Historically, who has benefited most from appeals to what is “natural,” “normal,” “as God intended”?
White people. Abled people. Rich people. Cishet men.
The rationale “That’s the way it is, because nature!” serves a range of conservative agendas. It minimizes and enables sexual harassment. It demonizes queer and transgender people as violators of the natural order. It casts women as naturally better at caretaking and supportive roles, and naturally less equipped for positions of power. And this rationale can be used to attack abortion and IVF, two procedures that disrupt the reproductive system’s business-as-usual functioning.
A vocal minority of Americans believe it’s a sin to interfere with any action in the womb. Those who support so-called fetal personhood maintain that a fertilized egg at the moment of conception has the same rights that you and I do. I came across the personhood movement when I was researching IVF and writing a novel called Red Clocks, which is about, among other things, the pursuit of motherhood. Some of the loudest proponents of fetal-personhood bills were Mike Pence, Paul Ryan, and former Oklahoma state senator Ralph Shortey. Shortey is in jail, having pleaded guilty to child sex trafficking, but Pence and Ryan currently occupy two of the highest offices in the land.

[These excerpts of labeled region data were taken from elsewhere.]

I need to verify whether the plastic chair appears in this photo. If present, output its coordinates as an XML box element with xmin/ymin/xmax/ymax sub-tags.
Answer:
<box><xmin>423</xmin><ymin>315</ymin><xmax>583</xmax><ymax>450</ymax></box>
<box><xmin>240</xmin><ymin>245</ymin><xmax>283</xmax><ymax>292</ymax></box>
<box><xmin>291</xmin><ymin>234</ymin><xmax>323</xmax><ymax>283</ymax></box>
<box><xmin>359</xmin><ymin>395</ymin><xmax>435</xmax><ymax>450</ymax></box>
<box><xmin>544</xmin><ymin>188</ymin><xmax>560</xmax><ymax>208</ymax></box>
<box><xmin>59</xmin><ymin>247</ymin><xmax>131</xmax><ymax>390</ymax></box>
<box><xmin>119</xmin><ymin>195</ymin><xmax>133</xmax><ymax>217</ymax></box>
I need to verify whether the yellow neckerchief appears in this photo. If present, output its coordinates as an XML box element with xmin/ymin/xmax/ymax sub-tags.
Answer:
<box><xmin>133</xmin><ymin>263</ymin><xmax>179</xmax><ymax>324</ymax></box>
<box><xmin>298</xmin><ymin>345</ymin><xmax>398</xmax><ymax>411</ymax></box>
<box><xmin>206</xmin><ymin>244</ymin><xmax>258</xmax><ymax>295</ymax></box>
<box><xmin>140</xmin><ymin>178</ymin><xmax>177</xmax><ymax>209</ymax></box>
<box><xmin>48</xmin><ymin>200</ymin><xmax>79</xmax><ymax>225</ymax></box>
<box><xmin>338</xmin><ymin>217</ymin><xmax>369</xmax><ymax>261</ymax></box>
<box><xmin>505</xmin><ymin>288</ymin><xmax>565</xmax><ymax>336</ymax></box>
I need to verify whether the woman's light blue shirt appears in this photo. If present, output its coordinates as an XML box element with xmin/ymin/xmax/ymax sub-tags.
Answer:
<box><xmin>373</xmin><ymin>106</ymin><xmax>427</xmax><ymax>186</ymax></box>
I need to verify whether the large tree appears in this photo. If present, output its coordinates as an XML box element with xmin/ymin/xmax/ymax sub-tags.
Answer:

The more I learned about the personhood movement, the angrier I got. Why the hell did these guys care if I took some eggs out of my uterus? My eggs, my uterus! I stood on the other side of the funhouse mirror from a girl in need of an abortion. Her uterus. Her multiplying cells.
My questions and my anger went into writing Red Clocks, whose world is much like our own except that the Personhood Amendment has gone into effect, outlawing both abortion and IVF. When I started the book, in 2010, this legislation seemed far-fetched. But in 2018, with Pence and Ryan at the reins, and with other Republicans insisting that a single-celled zygote is entitled to open a college-savings account, it feels totally — and terribly — plausible.
I would love my son just as ferociously if we had adopted him, or if we had conceived him through intercourse; but he came into the world via IVF. Our wild, sweet, stubborn, beautiful boy wouldn’t be here if we had left things up to Mother Nature. He joins the millions of wonderful and ordinary human beings throughout history who have been labeled (for reasons of hate, greed, ignorance, and religious zeal) “unnatural.” I’m proud to join them, too.